Last year, the Oakland Normal School was dedicated as a historical landmark. My grandfather was recognized and honored during the celebration. I accompanied my parents to this event. Upon my arrival, I was amazed by the attendees at this event. All were citizens of Oakland and were all either in their late 70’s or early 80’s. They were both black and white attendees. Upon learning that I was Professor Lee’s grandson, I was welcomed and greeted with words, hugs and expressions of gratitude and pride. It was overwhelming to hear the stories about how my grandfather impacted the lives of these people. They were sharing stories of their interactions with my grandfather as if it was just yesterday. One person even suggested that I had his smile. One gentleman in particular impressed me with his words of gratitude. He said “Prof. Lee got me into college. He helped me with the entrance exam to the University of Houston. I had trouble with the questions related to the science portion of the entrance exam. It took me awhile, but I finally graduated”. Other people would tell me how patient and caring he was and how he could understand how some of them were limited by their lack of knowledge about life outside of Oakland, TX. Therefore learning to read gave them a gateway to the world outside of their rural environment.

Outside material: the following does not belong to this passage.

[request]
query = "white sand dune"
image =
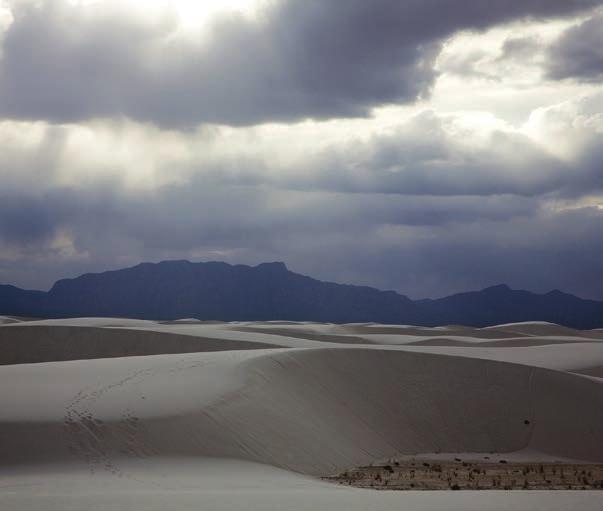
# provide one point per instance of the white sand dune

As I stood in this one room small schoolhouse, I could not help but wonder what it must have been like in 1935 as a black youngster learning to read, write, and add. Even if I were to be equipped with an academic foundation, would I be allowed to dream about life outside of this small rural town? Would formal education neutralize the racism and discrimination that I suffered thus far in my young life? Would my academic foundation provide me a one-way ticket to success and happiness? Could I someday be like Professor Lee? I wondered what it was like to be a student in that class. I remember there was one thing my forefathers of the Lee name would emphasis to their children, “no matter how far you go in your schooling, no matter what kind of job you eventually get, always maintain your dignity, integrity, and a sense of giving to others in need”. My forefathers and foremothers provided me great examples of these words through their actions. Thank you grandpa, I hope I have made you proud.